As a self-funded charity, the closure of the palaces during lockdown has had a devastating financial impact on Historic Royal Palaces. Additionally, being unable to share our spaces and stories with you in person over the past year has been saddening. Our work though, as the custodians of six royal palaces, did not stop when the gates closed. Each of the palaces require an extraordinary amount of specialist work to maintain and HM Tower of London, as our oldest palace, is no exception. From the White Tower to the moat, a dedicated team have been hard at work behind the scenes maintaining and conserving the palaces in preparation for your return. As we reach the light at the end of the tunnel, I can think of no better time to share what we have been up to.
The Wakefield Tower
One focus of our work during the lockdown has been the walkways leading to and from the Wakefield Tower (or as it is sometimes known – the Torture Tower). The Wakefield Tower itself is a grand example of medieval building prowess, acting as both an extravagant palace and formidable defensive bastion. Built by Henry III between 1220 and 1240, the tower originally sat at the edge of the river Thames and would have been accessible by boat via a postern (a small secondary door) uncovered during excavations in 1957-8.
Following the construction of St. Thomas’s Tower by Edward I, the Wakefield Tower slowly diminished as a royal lodging, becoming a store for official records from the 14th century until the mid-19th century. After the stores were relocated, the tower was altered between 1858 and 1869 by architect Anthony Salvin to exhibit the Crown Jewels, which had previously been held in the Martin Tower.
The jewels were held on the first floor of the tower for security reasons and were accessed by an external staircase and, subsequently, a two-storey building which was built against the northern elevation of the Tower. The walkways with which we were concerned, however, have a far shorter and less illustrious history. They were installed in around 1975 following the demolition of the previous entrance in 1970-1 and the relocation of the Crown Jewels to their current home in the Waterloo Block. While the walkways had been altered in 1995 and 2003, the supporting timber beams had never been replaced and were in a poor condition and needed to be replaced.
Now, you’ll be glad to hear that this blog isn’t an attempt to convince you of the importance of 1970s timber walkways. That being said, the removal of the walkways presented us with a unique opportunity to access and record parts of the Wakefield and Bloody Tower which would have usually been inaccessible – an opportunity we may not have again for 45 years. This recording, which consisted of a Watching Brief and ‘Stone by Stone’ petrological assessment, was carried out on our behalf by Pre-Construct Archaeology.

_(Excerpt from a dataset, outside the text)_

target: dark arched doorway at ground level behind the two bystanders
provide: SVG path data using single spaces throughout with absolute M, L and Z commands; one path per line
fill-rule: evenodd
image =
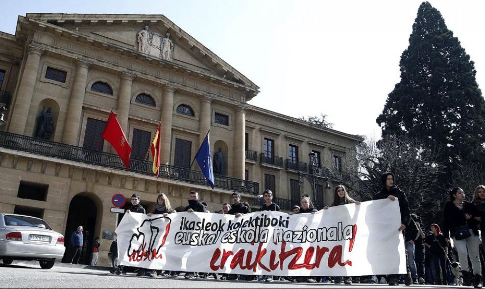
M 66 223 L 65 245 L 66 252 L 62 258 L 63 263 L 71 263 L 73 258 L 73 246 L 71 245 L 71 235 L 78 226 L 83 226 L 83 248 L 79 264 L 91 264 L 91 251 L 95 236 L 97 208 L 96 203 L 88 197 L 77 195 L 71 200 L 69 205 L 69 215 Z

Petrology, the study of the formation of rocks, is invaluable to us at the Tower as by observing the microscopic details of a particular stone, alongside how it has been worked, we are able to date any exposed stonework at the fortress (and sometimes even locate the quarry!). This allows us to increase our understanding of the buildings at the Tower and to unravel stories millions of years in the making from the formation, excavation, transport and working of the stones which make up the formidable fortress.

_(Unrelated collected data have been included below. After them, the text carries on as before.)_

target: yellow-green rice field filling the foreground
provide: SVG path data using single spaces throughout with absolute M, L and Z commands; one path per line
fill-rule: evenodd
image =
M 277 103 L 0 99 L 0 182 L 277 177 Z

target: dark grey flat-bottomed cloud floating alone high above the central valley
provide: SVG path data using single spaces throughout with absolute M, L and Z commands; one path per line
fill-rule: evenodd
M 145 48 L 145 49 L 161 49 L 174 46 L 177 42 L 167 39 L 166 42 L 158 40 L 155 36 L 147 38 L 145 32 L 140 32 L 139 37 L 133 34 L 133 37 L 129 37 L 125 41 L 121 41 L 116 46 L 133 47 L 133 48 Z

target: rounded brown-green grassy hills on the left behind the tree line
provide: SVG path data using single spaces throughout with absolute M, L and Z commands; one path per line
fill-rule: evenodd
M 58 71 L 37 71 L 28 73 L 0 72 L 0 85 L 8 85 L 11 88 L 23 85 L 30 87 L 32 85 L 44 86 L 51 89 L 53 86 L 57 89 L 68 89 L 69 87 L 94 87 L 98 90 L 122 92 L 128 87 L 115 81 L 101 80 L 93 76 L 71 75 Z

Once the walkways had been removed, the recording process could begin. The first step was to draw the elevations to scale by hand. This drawing was then annotated by a petrologist who assessed each stone individually and took samples in order to ascertain the stone and mortar types, their age and phasing. This leaves an almost undecipherable drawing which forms the basis of our understanding of that particular section of the wall. Finally some computer magic converted those drawings into a scaled digital image accompanied by a report on the stone and mortar types present.
Through this assessment, the elevation shown above can be dated to around the 13th century. It contains a large quantity of Kentish Ragstone, a common building material at the Tower, alongside more unique pieces of Caen stone from Normandy, large quantities of which had been used by William the Conqueror in the construction of the White Tower. Alongside these were a number of re-used worked Roman stones which had almost certainly formed part of the city walls of Londinium almost two thousand years ago. Through combining these results with previous excavations, we can interpret this as a revetment (supporting) wall related to a defensive ditch dug around the Tower during Henry III’s works to expand the fortress.

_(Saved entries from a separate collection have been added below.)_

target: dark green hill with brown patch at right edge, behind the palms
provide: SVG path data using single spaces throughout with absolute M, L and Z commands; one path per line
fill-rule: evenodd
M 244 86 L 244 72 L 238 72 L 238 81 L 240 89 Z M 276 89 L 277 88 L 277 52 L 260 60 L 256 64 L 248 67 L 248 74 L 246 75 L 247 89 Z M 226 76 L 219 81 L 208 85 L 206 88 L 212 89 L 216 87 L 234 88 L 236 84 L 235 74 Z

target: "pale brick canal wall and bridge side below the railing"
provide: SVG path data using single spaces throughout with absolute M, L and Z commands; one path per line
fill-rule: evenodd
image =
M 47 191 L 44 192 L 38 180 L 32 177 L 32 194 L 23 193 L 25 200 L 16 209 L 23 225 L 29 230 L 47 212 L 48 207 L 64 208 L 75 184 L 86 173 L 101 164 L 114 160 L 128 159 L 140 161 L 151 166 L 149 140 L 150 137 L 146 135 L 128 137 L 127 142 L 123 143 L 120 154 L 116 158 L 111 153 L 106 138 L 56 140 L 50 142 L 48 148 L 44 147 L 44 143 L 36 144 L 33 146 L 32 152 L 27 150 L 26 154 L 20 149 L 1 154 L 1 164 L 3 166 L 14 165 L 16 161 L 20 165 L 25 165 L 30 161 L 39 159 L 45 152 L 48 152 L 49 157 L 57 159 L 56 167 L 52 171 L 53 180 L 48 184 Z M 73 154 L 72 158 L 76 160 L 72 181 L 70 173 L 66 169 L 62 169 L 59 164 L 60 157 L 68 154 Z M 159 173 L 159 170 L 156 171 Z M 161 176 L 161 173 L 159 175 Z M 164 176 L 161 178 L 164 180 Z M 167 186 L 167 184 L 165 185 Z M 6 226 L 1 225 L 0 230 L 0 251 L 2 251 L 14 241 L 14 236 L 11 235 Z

Recording these previously concealed features helps to increase our understanding of the development of the Tower of London from William the Conqueror’s great keep to the sprawling fortress we know today, but this is by no means their only purpose. One of the most important aspects of the archaeological process is the creation of a ‘permanent record’. They provide us with a safeguard if, touch wood, a section of wall was to collapse and be lost to us forever.
This important work, which helps us to record and understand the secrets of the Tower, can only be undertaken with the support of every member, visitor or donor who allows us, as an independent charity, to fund the continued maintenance of our irreplaceable palaces. So when the drawbridges are lowered and the gates are open, please do pay us a visit – and keep an eye out for the extraordinary features hidden behind the mundane which you have helped to preserve.
And from everyone here at Historic Royal Palaces – Thank you.